Since upgrading yesterday to os 4.3 for the iphone and ipad the app will no longer load on either device. I deleted it and reloaded it and it still doesn't function. Has anybody else seen this or is this unique to me? Is a solution being worked on?


----------



## sduane01

I am having the same issue on my iPad, post 4.3 update.  Hopefully the developer will find a solution quickly.  I rely heavily on this app!


----------



## jann

Mike Kellogg, our site administrator, is aware of the problem, and he is investigating.


----------



## allievo1234

Use WR on iphone every day and same problem after 4.3 update. Hope fix is on the way soon. Great app!


----------



## frankieloveseddie

Me too, I was really looking forward to using this on my iphone 4 but it just won't load...........hmmmmmm.......hope it gets fixed soon.


----------



## tashatj

My iphone app is not working as well with the update.  Love the app and has been very help  (tried downloading again same problem)

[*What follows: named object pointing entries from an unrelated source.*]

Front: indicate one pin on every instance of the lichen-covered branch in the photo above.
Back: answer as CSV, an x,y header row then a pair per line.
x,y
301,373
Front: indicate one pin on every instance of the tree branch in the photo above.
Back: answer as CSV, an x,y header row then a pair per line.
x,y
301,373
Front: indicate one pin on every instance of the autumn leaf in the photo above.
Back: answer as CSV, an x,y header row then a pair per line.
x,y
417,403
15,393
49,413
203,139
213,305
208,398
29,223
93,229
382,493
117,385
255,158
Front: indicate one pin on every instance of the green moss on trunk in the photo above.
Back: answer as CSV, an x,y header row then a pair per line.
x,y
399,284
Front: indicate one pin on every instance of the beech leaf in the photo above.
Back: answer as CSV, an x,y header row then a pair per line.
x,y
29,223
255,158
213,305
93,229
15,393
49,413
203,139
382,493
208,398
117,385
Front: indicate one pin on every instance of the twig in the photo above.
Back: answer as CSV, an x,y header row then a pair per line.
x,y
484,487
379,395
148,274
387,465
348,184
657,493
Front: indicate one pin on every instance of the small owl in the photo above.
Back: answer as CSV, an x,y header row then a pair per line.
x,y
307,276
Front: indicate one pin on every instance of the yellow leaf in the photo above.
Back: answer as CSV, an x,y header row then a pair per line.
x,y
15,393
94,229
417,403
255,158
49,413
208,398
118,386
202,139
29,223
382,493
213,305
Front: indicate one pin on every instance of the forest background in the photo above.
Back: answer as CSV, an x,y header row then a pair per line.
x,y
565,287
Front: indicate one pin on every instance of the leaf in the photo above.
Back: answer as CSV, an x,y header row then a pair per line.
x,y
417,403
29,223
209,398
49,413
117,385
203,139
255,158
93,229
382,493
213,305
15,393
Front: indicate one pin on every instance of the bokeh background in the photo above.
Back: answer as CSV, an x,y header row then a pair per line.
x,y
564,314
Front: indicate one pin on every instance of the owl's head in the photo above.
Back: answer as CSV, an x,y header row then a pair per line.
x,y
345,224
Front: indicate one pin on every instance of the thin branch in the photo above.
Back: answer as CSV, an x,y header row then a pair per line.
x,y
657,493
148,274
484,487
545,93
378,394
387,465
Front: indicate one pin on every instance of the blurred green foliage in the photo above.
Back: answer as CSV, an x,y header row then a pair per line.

I did see the thread that Mike Kellogg was looking into it, just letting u know that there is another iphone phone app not working and that I love it

Thanks

Tina


----------



## mkellogg

Hi everybody,

There is a bug in IOS 4.3 that keeps the WR app  from working.  We are working on finding a fix to the problem right now,  but even after we fix it, it will take Apple 1-3 weeks to approve the  new version of the app. 

Sorry for the inconvenience.  Till then, please visit WR through Safari and bookmark the website to your home screen.

French - www.wordreference.com/enfr/
 Spanish - www.wordreference.com/enes/
  Italian - www.wordreference.com/enit/
www.wordreference.com

Mike


----------



## Bullswool

The WR app does not work with iPhone 4 OS Ver4.3 on my iPhone.
Has anyone else experienced this?
Is there a fix on the way?


----------



## mkellogg

Apple has written me saying that they are giving the app an expedited review.  The new version should be approved in the next couple of days. Thanks for your patience.


----------



## fsabroso

mkellogg said:


> Apple has written me saying that they are giving the app an expedited review.  The new version should be approved in the next couple of days. Thanks for your patience.


Great news!!!!!!!!!!! 

Thank you!!!


----------



## mkellogg

The new apps are in the App Store now. (I really appreciate that Apple expedited the fix.)  thanks for your patience and, as always, let me know if there are any problems.

Mike


----------



## belén

Just tried it! It works fine for me! Thanks


----------



## mkellogg

Update!  Only the Spanish one has been approved so far.  You can download and customize that one for your favorite dictionaries until French and Italian are fixed.


----------



## mkellogg

Apple has approved the other two apps, so everything should work after upgrading.

Thanks again for your patience!


----------



## frankieloveseddie

I've just tried and it works now, hurray!!


----------